Written by Tiago Silva. Updated on 09, August 2023
‘Indexed, though blocked by robots.txt’ shows up in Google Search Console when Google indexes a page blocked by a robots.txt file. It is slightly different to the “Excluded by ‘Noindex’ Tag” error you may also see in your Google Search Console page indexing report.
When this happens, your page will show up in the SERP without a meta description because Google wasn’t allowed to crawl it.
But don’t be scared! This article will help you fix this issue.
You’re about to learn what solutions to use to solve this Google Search Console error code, depending if you want the page to be indexed or removed.
Open Google Search Console for the property you want to look at.
Then on the left sidebar, click on Pages (in the Index section).
Scroll into the “Improve appearance” section and click on ‘Indexed, though blocked by robots.txt’.
Now you should be looking at the list of URLs.
You can export this data if your site has lots of URLs or if you simply prefer to work on a spreadsheet.
There are multiple reasons you might want to prevent a page from being indexed.
2 common examples are internal documents and pages not offering value to visitors.
This section will help you deal with those situations and everything in between.
The straightforward action when you do not want a page to be indexed is using a ‘noindex’ meta tag.
This tag makes Google drop the page from the search index, whether other pages link to it or not.
But first, you have to allow Googlebot to crawl the page in the robots.txt file. Otherwise, Google won’t discover the ‘noindex’ tag.
You should also manually request the page to be crawled in GSC.
This happens because Google might not try to crawl the page themselves after being blocked by the robots file.
However, if you don’t have permission to modify ‘noindex’ tags on your site, explore the other options below.
When more than one page approaches similar topics, you might decide to block crawling and prevent Google from indexing it. But when this option fails, it is time to use a canonical tag.
A canonical tag can help you more here than robots.txt to prevent keyword cannibalization if that’s what you’re worried about in the first place.

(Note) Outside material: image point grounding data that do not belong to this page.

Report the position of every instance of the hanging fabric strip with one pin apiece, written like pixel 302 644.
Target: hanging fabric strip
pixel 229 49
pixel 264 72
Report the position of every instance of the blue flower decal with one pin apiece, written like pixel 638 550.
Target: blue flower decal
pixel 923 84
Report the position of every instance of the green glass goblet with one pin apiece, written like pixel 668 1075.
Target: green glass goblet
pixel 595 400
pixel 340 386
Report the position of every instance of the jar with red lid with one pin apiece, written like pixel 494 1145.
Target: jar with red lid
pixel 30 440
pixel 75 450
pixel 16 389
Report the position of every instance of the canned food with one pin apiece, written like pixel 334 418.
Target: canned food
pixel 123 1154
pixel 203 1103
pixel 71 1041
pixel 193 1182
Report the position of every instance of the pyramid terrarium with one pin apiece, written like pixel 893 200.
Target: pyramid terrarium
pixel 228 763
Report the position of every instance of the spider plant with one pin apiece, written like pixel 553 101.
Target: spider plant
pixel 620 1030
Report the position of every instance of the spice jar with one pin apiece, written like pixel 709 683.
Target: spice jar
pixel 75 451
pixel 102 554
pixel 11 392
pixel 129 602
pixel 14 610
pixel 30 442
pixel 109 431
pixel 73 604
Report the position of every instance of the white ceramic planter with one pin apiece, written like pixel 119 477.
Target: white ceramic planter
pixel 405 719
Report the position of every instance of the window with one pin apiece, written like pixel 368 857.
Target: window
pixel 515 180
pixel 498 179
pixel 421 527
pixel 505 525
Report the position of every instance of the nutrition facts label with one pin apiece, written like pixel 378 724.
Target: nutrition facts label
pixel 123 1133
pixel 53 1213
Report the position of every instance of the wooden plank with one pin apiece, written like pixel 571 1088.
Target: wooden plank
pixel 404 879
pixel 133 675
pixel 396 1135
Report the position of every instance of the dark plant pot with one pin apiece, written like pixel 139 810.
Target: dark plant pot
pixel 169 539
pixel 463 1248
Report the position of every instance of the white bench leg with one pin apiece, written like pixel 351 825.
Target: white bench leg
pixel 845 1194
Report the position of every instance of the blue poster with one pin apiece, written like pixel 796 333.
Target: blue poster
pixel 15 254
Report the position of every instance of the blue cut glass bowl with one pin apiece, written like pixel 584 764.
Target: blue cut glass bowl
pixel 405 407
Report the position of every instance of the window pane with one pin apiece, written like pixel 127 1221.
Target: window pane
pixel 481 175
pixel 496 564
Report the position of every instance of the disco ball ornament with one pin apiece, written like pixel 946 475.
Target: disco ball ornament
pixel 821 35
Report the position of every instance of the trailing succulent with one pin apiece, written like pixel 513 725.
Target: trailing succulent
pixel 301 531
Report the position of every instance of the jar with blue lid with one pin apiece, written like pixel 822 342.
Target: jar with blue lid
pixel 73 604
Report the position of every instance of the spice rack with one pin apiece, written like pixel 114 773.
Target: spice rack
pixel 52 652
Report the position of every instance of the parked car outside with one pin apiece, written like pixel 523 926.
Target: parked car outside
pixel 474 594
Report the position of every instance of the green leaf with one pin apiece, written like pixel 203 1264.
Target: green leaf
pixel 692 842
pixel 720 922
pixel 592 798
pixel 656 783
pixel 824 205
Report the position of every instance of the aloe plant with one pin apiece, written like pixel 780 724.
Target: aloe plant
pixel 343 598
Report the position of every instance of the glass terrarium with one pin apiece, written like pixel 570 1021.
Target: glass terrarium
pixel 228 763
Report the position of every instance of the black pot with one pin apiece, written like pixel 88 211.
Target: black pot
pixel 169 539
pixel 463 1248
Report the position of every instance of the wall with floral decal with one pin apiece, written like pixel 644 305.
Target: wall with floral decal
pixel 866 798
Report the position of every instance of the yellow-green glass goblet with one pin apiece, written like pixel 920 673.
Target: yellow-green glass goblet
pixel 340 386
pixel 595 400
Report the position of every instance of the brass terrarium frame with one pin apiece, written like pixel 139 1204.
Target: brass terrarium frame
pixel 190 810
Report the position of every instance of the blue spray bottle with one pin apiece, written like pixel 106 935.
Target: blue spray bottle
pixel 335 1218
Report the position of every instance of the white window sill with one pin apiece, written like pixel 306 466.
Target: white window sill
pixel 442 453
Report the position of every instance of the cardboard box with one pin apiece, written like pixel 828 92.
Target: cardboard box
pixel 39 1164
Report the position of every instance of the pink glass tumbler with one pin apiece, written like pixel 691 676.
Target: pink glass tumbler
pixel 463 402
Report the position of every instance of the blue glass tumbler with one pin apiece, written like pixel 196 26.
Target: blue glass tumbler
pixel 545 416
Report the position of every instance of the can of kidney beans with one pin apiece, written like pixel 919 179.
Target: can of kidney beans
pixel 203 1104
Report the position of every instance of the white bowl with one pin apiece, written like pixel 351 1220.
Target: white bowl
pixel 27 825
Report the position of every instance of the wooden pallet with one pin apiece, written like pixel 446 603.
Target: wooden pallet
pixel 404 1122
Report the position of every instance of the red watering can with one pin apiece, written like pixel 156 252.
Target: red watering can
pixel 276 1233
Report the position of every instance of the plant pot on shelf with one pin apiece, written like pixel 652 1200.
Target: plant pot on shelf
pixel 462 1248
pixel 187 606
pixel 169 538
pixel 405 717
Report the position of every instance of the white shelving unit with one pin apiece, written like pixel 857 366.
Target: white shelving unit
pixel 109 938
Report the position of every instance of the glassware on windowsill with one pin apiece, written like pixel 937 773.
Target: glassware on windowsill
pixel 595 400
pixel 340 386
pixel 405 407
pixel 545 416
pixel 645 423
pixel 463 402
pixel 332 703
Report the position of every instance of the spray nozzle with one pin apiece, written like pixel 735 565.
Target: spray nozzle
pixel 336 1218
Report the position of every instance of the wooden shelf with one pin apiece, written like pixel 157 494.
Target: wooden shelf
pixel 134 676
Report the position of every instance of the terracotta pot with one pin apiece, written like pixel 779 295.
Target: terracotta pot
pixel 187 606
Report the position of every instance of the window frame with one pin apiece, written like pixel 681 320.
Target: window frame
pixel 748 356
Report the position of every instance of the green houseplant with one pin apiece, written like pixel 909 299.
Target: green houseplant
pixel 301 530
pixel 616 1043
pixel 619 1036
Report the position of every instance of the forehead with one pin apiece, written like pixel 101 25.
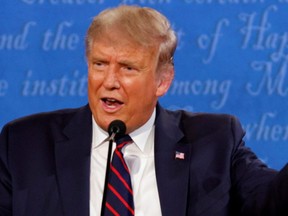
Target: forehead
pixel 121 44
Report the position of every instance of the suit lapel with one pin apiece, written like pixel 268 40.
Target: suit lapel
pixel 172 173
pixel 72 156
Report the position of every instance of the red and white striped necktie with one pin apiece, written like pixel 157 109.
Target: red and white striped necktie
pixel 119 197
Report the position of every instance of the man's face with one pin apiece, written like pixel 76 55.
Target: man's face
pixel 122 81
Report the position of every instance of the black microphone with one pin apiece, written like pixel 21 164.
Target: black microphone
pixel 117 128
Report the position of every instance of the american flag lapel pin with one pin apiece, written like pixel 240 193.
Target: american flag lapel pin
pixel 179 155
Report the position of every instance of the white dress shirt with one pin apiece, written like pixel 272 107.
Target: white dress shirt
pixel 139 157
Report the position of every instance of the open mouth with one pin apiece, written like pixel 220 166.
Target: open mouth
pixel 111 102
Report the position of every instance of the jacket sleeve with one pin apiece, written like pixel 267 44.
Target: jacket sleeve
pixel 5 176
pixel 259 190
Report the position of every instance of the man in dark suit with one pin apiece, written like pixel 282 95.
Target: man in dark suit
pixel 180 163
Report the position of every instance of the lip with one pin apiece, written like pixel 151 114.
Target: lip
pixel 111 107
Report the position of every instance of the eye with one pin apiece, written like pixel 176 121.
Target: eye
pixel 97 65
pixel 128 68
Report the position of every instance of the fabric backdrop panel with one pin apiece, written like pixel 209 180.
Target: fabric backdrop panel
pixel 231 59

Google states that when other pages link to a page blocked by the robots exclusion file, they “could still index the URL without visiting the page”.
This means that removing internal links pointing to the disallowed page might suffice for Google to drop it.
In the rare scenario that pages with private information get indexed by Google, a solution is password-protecting them.
You can use this approach to protect the information while Google doesn’t drop the page.
This way, neither Google nor visitors can see the page’s contents while it’s indexed.
Deleting a page is a last resort solution, but this is the safest route when it shouldn’t be indexed or accessible to anyone.
Removing the content from your site is the best way to ensure that not even Google can find it.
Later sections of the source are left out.